Query the reduced search space, based on the similar datasets

 from automl.datahandler.dataloader import DataLoader
 from automl.discovery.assistant import Assistant

 dataset = DataLoader.get_openml_dataset(openml_id=179, problem_type=0)

 # start assistant
 assistant = Assistant(dataset=dataset,
                       metalearning_metric='accuracy')

 # Compute similar datasets
 assistant.compute_similar_datasets()
 reduced_ss = assistant.reduced_search_space

 # Get the reduced search space
 classifiers = reduced_search_space.classifiers
 encoders = reduced_search_space.encoders
 scalers = reduced_search_space.rescalers
 preprocessors = reduced_search_space.preprocessors
 imputations = reduced_search_space.imputations

Discover a Pipeline using the reduced search space

 from automl.datahandler.dataloader import DataLoader
 from automl.discovery.assistant import Assistant

 dataset = DataLoader.get_openml_dataset(openml_id=179, problem_type=0)

 # start assistant
 assistant = Assistant(dataset=dataset,
                       metalearning_metric='accuracy',
                       evaluation_metric='accuracy')

 # Compute similar datasets
 assistant.compute_similar_datasets()

 pipeline_obj = assistant.generate_pipeline()
 pipeline_obj.save_pipeline(target_dir="results")

 # Get the scikit-learn pipeline object
 sklearn_pipeline = pipeline_obj.pipeline

Discover a pipeline from scratch

 from automl.datahandler.dataloader import DataLoader
 from automl.discovery.assistant import Assistant

 dataset = DataLoader.get_openml_dataset(openml_id=179, problem_type=0)

 # start assistant
 assistant = Assistant(dataset=dataset,
                       metalearning_metric='accuracy',
                       evaluation_metric='accuracy')

 pipeline_obj = assistant.generate_pipeline()
 pipeline_obj.save_pipeline(target_dir="results")

 # Get the scikit-learn pipeline object
 sklearn_pipeline = pipeline_obj.pipeline

Optimize a pipeline with Bayesian Optimization

 from automl.datahandler.dataloader import DataLoader
 from automl.discovery.assistant import Assistant

 dataset = DataLoader.get_openml_dataset(openml_id=179, problem_type=0)

 # start assistant
 assistant = Assistant(dataset=dataset,
                       metalearning_metric='accuracy',
                       evaluation_metric='accuracy')

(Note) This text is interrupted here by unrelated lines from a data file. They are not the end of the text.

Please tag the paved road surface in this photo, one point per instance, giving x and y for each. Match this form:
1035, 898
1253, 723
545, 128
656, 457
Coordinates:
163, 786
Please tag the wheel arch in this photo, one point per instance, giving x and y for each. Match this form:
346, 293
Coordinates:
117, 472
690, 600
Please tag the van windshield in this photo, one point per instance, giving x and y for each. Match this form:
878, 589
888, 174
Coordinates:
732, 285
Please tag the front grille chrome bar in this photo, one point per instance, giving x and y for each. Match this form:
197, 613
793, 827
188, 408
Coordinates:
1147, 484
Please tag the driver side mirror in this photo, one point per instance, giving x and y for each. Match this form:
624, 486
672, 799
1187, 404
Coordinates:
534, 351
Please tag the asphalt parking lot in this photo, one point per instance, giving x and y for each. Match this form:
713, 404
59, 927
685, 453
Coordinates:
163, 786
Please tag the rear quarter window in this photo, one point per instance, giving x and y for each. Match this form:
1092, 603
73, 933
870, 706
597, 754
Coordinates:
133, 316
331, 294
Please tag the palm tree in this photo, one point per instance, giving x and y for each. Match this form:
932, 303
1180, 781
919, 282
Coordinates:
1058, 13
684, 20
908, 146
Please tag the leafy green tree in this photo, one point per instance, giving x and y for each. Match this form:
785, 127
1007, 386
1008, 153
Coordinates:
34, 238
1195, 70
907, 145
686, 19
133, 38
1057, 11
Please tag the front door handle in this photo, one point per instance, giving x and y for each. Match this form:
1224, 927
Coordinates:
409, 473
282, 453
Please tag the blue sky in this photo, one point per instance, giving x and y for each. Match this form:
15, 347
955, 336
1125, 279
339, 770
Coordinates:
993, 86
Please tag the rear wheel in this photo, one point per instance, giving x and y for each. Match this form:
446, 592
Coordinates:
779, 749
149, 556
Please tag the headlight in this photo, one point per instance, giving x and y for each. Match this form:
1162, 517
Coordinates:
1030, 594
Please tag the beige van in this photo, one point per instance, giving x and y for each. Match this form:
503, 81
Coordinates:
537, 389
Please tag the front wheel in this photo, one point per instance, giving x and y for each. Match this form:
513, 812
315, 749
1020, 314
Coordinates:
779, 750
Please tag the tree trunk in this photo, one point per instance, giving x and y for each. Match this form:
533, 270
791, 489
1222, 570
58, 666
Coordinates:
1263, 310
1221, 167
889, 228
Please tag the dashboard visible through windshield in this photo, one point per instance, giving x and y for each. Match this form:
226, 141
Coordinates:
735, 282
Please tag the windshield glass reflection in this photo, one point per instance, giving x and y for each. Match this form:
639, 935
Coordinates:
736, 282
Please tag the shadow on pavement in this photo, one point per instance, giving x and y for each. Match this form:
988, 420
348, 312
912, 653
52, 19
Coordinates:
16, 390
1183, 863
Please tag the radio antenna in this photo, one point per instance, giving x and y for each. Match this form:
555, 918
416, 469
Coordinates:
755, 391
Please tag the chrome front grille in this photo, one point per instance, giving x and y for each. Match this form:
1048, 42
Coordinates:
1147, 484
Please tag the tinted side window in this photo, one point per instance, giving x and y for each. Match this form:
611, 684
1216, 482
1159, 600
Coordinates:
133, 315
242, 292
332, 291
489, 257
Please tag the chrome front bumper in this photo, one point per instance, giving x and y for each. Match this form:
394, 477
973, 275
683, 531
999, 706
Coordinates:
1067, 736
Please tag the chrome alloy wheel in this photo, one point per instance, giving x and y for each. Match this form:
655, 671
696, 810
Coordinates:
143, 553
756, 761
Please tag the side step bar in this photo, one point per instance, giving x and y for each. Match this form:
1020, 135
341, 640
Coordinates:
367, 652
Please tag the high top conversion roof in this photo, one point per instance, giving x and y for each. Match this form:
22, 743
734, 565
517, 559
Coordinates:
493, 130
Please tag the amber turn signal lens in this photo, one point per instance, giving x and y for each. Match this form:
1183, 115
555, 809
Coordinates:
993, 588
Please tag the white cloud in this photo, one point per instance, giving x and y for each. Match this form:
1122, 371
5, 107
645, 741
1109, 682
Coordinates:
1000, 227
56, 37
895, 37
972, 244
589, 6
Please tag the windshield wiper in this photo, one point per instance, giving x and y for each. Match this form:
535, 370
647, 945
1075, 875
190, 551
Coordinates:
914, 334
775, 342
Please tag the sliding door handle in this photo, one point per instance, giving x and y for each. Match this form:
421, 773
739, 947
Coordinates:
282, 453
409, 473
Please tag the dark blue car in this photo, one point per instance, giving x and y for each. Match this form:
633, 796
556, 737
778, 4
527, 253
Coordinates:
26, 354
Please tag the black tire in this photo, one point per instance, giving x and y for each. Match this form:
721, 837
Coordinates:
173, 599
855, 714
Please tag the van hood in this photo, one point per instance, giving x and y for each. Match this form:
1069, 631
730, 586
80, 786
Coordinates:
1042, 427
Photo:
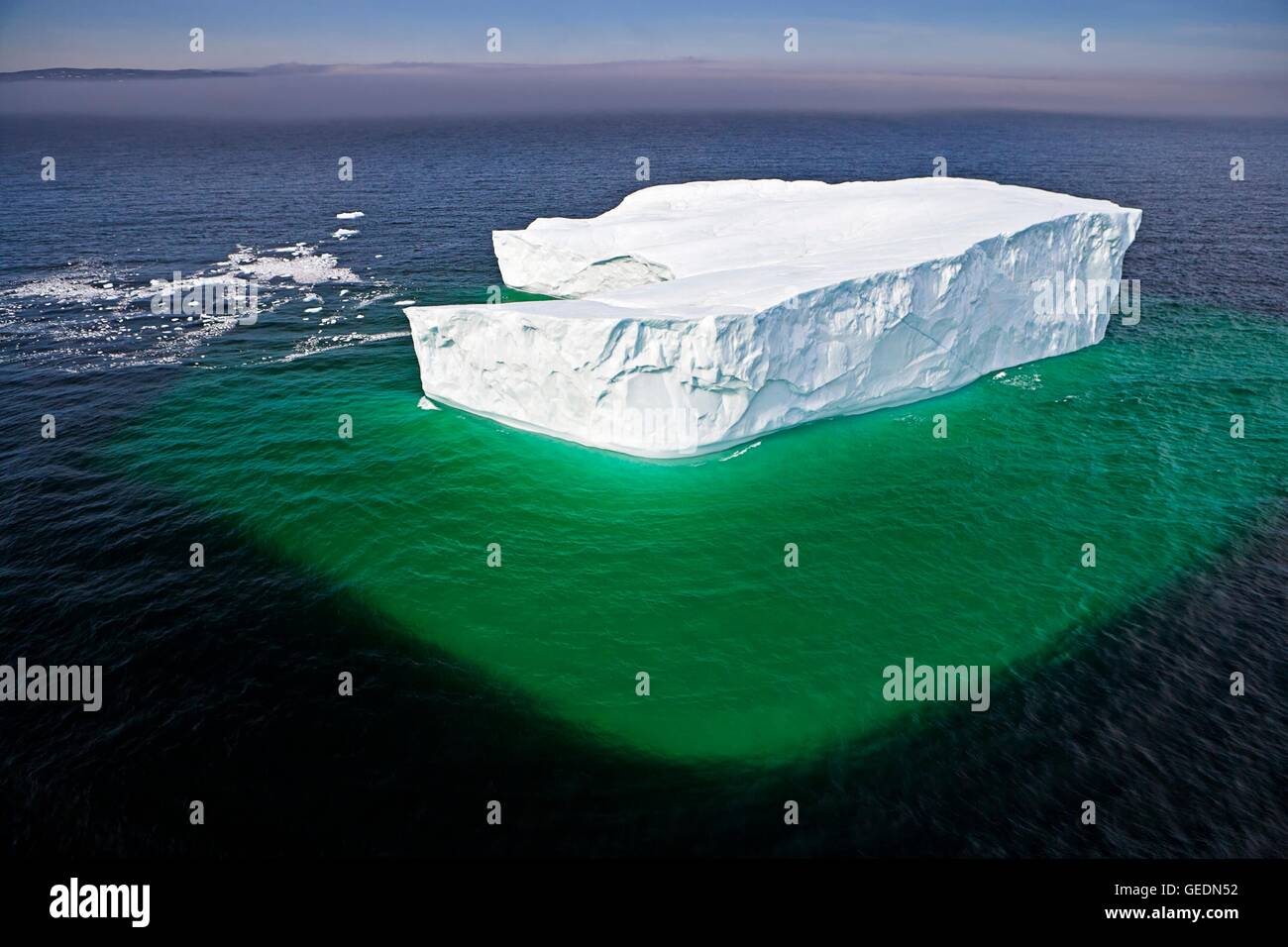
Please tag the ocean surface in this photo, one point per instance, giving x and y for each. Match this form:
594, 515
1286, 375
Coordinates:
369, 554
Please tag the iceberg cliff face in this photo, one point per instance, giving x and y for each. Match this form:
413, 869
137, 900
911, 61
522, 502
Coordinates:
706, 315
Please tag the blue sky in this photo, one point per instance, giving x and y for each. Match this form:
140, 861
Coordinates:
1008, 37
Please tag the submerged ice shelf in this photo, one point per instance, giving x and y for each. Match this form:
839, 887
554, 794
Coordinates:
699, 316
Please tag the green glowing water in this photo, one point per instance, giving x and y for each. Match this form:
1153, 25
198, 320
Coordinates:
957, 551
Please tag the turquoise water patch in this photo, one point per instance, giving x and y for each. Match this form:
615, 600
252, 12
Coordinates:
965, 549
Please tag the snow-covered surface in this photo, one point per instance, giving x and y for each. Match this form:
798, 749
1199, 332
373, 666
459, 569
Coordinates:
700, 316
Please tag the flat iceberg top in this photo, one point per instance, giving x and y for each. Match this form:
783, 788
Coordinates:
699, 316
737, 247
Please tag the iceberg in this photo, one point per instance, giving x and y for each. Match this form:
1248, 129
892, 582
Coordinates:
696, 317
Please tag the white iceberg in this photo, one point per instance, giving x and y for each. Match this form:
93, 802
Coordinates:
700, 316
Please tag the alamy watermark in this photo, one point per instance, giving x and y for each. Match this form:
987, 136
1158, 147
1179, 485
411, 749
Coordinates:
76, 684
223, 298
913, 682
1059, 295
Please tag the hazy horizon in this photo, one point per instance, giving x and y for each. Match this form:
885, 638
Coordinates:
408, 58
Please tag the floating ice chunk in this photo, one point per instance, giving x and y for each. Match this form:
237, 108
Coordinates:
702, 316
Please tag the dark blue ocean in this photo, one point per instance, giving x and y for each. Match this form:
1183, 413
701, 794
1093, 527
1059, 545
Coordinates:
224, 690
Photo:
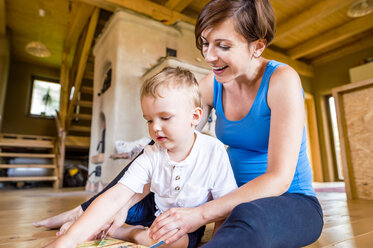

 # Compute similar datasets
 assistant.compute_similar_datasets()

 pipeline_obj = assistant.generate_pipeline()
 pipeline_obj.save_pipeline(target_dir="results")

 # Get the scikit-learn pipeline object
 sklearn_pipeline = pipeline_obj.pipeline

 # Run the optimizer
 assistant.bayesian_optimize()

Optimize any pipeline using Bayesian Optimization

 from automl.datahandler.dataloader import DataLoader
 from automl.discovery.assistant import Assistant

 dataset = DataLoader.get_openml_dataset(openml_id=179, problem_type=0)

 # start assistant
 assistant = Assistant(dataset=dataset, evaluation_metric='accuracy')

 # Get the scikit-learn pipeline object
 my_pipeline = ... # A pipeline

 # Run the optimizer
 assistant.bayesian_optimize(my_pipeline)